Jay Grant was called by The Church of Jesus Christ of Latter-day Saints to study and implement some changes to the Family History Training operation. Then a major change took place: the need for full-time couple missionaries to serve in leadership, humanitarian, medical and other areas became critical, so the Church stopped calling Family History Missionaries and turned that job over to the local stakes and wards. The Family History Training Center then took on a whole new dimension -- to train those stake and ward leaders how to teach their local members in doing research and in submitting names for temple work.
The training operation began to grow when not only stake and ward leaders, but all members learned they could be trained in doing this important work. So it was necessary to seek another location apart from the chapel.
With a change in the school system in Provo, Farrer Jr. High became a middle school rather than a junior high, and their Seminary building was no longer being used. This made a good location for the Family History Training Center, so it was moved to that building. In 2009, the Center was moved to a temporary locaton on Geneva Road in Orem.
The Center is small, which makes students and missionaries rub shoulders a lot, but the spirit of the work is very strong, and it is a very worthwhile operation for the members of the Church.

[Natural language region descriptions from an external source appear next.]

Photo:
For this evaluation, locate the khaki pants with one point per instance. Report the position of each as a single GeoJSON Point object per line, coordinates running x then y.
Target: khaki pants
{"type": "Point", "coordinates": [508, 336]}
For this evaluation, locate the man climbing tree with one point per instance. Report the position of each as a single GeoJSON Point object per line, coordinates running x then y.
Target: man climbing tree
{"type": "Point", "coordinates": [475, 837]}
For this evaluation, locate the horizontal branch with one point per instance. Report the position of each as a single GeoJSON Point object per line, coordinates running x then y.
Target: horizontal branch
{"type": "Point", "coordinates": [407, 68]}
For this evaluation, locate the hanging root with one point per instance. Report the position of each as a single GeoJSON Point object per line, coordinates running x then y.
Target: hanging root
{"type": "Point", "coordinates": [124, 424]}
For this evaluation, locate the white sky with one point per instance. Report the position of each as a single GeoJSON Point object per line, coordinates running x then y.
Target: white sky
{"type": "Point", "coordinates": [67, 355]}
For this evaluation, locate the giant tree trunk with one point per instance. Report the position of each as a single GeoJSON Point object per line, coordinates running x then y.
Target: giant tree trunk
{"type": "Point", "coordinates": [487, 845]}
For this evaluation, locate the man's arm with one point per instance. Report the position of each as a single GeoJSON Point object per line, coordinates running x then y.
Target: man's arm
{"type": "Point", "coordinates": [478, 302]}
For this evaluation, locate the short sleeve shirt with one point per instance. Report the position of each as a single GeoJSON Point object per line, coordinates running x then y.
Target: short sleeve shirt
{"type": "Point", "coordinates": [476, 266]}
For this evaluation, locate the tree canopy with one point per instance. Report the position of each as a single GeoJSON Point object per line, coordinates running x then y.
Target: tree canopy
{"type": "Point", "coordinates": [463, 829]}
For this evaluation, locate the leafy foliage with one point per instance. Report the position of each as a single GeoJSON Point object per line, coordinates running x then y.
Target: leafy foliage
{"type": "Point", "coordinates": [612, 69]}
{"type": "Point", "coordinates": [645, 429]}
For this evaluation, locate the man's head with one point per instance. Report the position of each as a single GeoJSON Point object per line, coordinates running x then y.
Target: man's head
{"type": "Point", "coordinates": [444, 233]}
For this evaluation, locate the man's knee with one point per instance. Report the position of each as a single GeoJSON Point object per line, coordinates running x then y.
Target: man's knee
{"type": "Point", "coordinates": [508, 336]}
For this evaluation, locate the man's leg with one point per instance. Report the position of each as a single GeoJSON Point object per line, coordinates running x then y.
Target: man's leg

The Center has been housed in a Young Single Adults Meetinghouse. Due to growth, new wards were created in 2015 to accommodate more single adults and the space where the Family History Training Center was housed was needed for administration offices for these wards. On Friday, August 14th at 5:00 PM the facility was permanently closed after serving patrons and training hundreds of people how to accomplish their family history and share with others. Thus ended the twenty-year history of the Training Center.